Alvin would show me how to smoke the hive, remove the honeycomb, cut off the top layer and spin it in a centrifuge to remove the honey. Then he’d cut off a piece of honeycomb for me to enjoy like bubblegum. I never liked honey, but I never told Alvin that. Eventually, I got the point where I’d rest my hand at the entrance to the hives, the bees crawling all over me while they made their way in and out. They never stung me again and I found a strange sort of peace, watching this erstwhile terror go about the business of living.
Fast forward 20 years later and I found myself a barista, working a beach event where I was managing other baristas serving overpriced coffee to tourists on an Oregon beach and when the bees started swarming, our customers ran away screaming, frantically batting at the bees. I instructed my staff to start pouring circles of vanilla syrup onto paper plates and setting them off to one side. The bees happily swarmed the plates, a bobbing collar of lace absorbing the sugar. They were beautiful. When the bees would swarm again, I’d call out, “time to feed the bees,” and they’d pour more syrup for them, keeping the tourists safe from nature.
But wasps. Fuck them.
Today, I live with my wife and daughter in a house in the southeast corner of France, about 45 minutes from the Italian border. I’m blessed with a wonderful family, a paradise to live in, and wasps. Did I say, “fuck wasps”? It bears repeating.
We live in the countryside. You might even say in a forest. We like to eat outside, but this is a siren call to the wasps. Last year, we’d frequently find ourselves running inside when the wasps muscled in, delighting in the smell of our barbecue and the meat that they crave. The bees would show up, too, but they didn’t bother me as much any more. But the wasps? Fuck wasps.
I hunted for their hives to no avail. We set up a string of wasp traps around our home, killing many of these foul, evil beasts, but not stopping the invasion. There was a war on and the dominant species on the planet was losing it.
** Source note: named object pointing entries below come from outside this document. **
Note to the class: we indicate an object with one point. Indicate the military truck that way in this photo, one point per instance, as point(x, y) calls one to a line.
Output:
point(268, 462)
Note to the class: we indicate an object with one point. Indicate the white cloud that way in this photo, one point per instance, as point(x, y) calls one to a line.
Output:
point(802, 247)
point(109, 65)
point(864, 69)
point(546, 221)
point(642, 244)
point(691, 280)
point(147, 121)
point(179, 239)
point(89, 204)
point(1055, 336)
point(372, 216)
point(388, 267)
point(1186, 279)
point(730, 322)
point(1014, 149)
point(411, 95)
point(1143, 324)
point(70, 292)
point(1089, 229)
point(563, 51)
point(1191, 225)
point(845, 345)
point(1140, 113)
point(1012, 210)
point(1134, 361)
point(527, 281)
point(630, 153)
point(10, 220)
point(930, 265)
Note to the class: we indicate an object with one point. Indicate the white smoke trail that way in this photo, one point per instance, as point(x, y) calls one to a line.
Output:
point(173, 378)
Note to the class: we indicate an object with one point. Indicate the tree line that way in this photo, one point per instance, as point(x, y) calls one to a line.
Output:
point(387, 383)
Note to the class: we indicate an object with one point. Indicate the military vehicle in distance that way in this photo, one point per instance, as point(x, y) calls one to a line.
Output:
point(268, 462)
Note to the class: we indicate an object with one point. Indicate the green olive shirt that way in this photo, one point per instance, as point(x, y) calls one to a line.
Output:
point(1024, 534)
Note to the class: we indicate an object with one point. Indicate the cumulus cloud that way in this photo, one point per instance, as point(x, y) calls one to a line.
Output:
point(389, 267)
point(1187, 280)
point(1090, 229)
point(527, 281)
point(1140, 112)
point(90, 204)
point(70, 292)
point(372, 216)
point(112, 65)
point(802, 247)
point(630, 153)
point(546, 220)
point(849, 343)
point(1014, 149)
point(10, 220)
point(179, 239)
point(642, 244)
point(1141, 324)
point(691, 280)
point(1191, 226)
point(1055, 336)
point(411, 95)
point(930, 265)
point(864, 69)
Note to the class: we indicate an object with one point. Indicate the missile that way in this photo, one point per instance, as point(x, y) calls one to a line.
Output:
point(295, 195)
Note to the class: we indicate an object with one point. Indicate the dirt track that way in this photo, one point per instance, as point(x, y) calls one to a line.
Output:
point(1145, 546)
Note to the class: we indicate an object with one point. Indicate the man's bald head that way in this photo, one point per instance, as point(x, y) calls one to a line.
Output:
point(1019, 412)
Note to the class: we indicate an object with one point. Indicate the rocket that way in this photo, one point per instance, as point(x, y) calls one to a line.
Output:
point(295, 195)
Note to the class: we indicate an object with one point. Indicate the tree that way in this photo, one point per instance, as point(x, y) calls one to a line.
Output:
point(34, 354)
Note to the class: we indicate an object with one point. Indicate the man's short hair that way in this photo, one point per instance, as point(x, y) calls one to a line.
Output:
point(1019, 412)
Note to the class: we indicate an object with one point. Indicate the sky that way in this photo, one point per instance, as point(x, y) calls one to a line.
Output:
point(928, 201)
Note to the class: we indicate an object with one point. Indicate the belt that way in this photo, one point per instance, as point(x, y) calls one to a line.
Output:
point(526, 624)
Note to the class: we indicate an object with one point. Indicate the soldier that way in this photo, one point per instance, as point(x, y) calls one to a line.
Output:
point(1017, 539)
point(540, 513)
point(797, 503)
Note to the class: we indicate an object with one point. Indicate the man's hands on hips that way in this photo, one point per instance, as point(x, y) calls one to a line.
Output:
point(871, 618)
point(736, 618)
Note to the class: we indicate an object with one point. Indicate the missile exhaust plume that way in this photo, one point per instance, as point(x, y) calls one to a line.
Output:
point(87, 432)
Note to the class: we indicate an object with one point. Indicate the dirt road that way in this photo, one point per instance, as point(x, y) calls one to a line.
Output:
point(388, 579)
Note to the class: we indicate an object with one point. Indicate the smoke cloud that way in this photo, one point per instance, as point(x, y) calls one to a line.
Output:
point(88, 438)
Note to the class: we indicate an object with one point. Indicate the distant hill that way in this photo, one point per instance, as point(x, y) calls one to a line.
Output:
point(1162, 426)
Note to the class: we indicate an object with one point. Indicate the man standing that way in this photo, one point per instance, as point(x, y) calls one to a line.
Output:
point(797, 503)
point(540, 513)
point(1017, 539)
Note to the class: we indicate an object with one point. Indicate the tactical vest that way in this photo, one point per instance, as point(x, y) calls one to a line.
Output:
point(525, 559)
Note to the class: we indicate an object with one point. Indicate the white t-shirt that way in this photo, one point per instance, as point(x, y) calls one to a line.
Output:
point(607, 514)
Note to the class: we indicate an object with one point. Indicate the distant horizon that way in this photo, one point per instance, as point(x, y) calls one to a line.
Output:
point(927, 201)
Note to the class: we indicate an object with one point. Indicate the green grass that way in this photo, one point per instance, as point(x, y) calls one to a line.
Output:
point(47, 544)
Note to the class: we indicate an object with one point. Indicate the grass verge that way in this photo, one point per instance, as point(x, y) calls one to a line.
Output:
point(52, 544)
The winter bought us some respite, but thanks to the never-ending wonder of climate change, France experienced an unusually light winter. When the leaves fell last winter, we found two huge wasp nests the size of basketballs, several stories above the ground in tall trees. I wasn’t worried because those nests were dead. I was wrong. The queens that should have died in the frost did not.
This year, 2022, is being called The Year of the Wasp .
Due to the heatwave, we’ve been leaving the windows of our home open. The wasps are now coming in for cat food. And heaven help us if we try to cook anything because the battle ensues. On my best day, I killed nine wasps. Then I went out and refilled six wasp traps with the sweet fluid that leads them to their well-deserved deaths. The wasps traps are filled with dead wasps, but refilling them is a challenge because they’re often filled with live wasps. And more keep coming.
We’re losing this war. We need to a different approach.
We could just refuse to eat outside, but we’re not giving up our quality of life for damned wasps. Even if we did eat inside, we’d have to close all of the windows. Not an option in this heat. Call exterminators and ask them to scour the forest for wasp nests? I don’t think so.
My wife came up with a different approach. Why kill the wasps? They have a right to live, too. She decided to try a peace offering. We offer a bit of food for the wasps, away from where we’re eating. After they swarm the food, we sit down to eat in relative peace.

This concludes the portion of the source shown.